La valeur centrale de discipline


- L’école est un lieu à part dans la République, ce n’est pas un simple appendice de la société. Il faut donc en revenir à ce principe simple : à l’école tout le monde n’est pas au même niveau. Le professeur est au-dessus de l’élève. Et le parent d’élève n’est pas le client du professeur. L’accent sera mis sur cette évidence dans la formation des enseignants.

- La valeur centrale de respect du professeur retrouvera toute sa place à l’école : cela passe par des choses simples : se lever quand le professeur entre en classe, bannir le tutoiement par l’élève de l’enseignant.

- Les professeurs devront pouvoir s’appuyer sur leur administration et leur hiérarchie dans l’entreprise de rétablissement de leur autorité.


La lutte contre les violences scolaires et les atteintes aux professeurs : tolérance zéro

- L’insécurité à l’école doit être traitée de la même manière que l’insécurité en général : tolérance zéro. Les établissements les plus dangereux seront équipés de portiques de détection des métaux, même temporairement.

- Alourdissement des peines pour les personnes coupables d’avoir agressé physiquement ou verbalement un enseignant.

Se centrer sur les savoirs fondamentaux

- L’accent sera mis dès la maternelle, et plus encore à l’école élémentaire, sur l’apprentissage des savoirs fondamentaux : français, calcul.

- Augmentation en conséquence du nombre d’heures consacrées à ces matières, qui a sans cesse baissé depuis les années 1970. En 1976, un élève qui sortait du collège avait reçu 2800 heures d’enseignement du français depuis son entrée en CP. En 2004, c’était 2000 heures, soit 800 de moins, l’équivalent de deux ans et demi de cours.


Les parents d’élèves

- Instauration de cours de français obligatoires pour les parents qui ne maîtrisent pas notre langue nationale, pour inciter les parents à franchir le seuil de l’école et à discuter avec l’équipe éducative de la scolarité de leur enfant.


Méthodes d’enseignement : la fin de l’aventure pédagogiste

- Fin de l’aventure pédagogiste : la méthode syllabique sera obligatoire en CP, l’histoire sera apprise de façon chronologique tout au long de la scolarité.

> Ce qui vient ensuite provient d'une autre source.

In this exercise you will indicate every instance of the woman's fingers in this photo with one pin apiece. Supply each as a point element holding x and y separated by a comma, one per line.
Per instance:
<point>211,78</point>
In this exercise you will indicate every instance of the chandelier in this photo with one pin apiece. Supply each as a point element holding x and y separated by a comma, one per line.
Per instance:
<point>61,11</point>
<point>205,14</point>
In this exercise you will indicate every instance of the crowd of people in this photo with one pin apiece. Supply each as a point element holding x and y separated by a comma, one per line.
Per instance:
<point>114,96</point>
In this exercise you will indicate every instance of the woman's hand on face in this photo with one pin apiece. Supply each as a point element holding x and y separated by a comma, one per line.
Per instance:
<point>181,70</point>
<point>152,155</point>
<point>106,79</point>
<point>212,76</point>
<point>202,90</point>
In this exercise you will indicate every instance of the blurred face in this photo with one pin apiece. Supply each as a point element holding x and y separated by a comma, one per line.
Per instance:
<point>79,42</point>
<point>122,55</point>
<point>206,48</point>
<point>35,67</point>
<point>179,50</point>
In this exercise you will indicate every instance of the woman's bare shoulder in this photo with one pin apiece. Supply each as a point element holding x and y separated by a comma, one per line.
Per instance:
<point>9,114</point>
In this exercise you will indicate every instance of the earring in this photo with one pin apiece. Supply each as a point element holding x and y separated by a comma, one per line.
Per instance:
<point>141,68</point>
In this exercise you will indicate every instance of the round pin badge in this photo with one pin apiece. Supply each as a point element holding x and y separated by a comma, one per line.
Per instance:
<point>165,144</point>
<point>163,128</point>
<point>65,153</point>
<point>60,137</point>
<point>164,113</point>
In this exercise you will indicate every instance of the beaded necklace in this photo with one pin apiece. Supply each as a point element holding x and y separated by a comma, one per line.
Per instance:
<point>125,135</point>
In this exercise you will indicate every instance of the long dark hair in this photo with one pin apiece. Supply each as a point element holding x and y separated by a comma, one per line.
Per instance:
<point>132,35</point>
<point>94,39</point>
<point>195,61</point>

La géographie sera enseignée sur des cartes, et l’apprentissage de la géographie française obligatoire.

- L’histoire de France retrouvera sa place au cœur de l’apprentissage

- Maintien obligatoire de la note


La priorité : le redressement de l’école primaire

- L’école primaire doit donc être réformée en profondeur. Il faut en particulier revoir le statut de l’école, créer un nouveau type d’établissement public sur le modèle des collèges et lycées.

- En parallèle, un statut du directeur d’école devra lui donner les moyens d’accomplir complètement ses missions. Une revalorisation de la rémunération et une amélioration du régime de décharge sont indispensables pour pallier les problèmes actuels de recrutement, qui sont préoccupants.

Revalorisation des filières manuelles

- Suppression progressive sur le quinquennat du collège unique qui a été un terrible échec.

- Les filières techniques et manuelles seront revalorisées

-L’apprentissage à 14 ans sera rétabli

- Maintien du baccalauréat, qui doit retrouver son caractère sélectif : refus de tout contrôle continu : seul l’examen national permet l’égalité.

L’égalité sur les territoires

- Pas de remise en cause de la décentralisation des collèges et des lycées aux départements et aux régions, qui date de 1984, mais mise en place des mécanismes de péréquation nécessaires à une vraie égalité entre les élèves sur le territoire national.

- La décision de fermer les petits collèges de moins de 200 élèves à la campagne sera revue. Les méga-structures ne réussissent pas nécessairement. La proximité a d’immenses vertus.

- Le ministère de l’Education nationale devra faire une place toute particulière aux problématiques rurales dans son organisation interne, et les intérêts ruraux seront mieux représentés dans les cabinets ministériels.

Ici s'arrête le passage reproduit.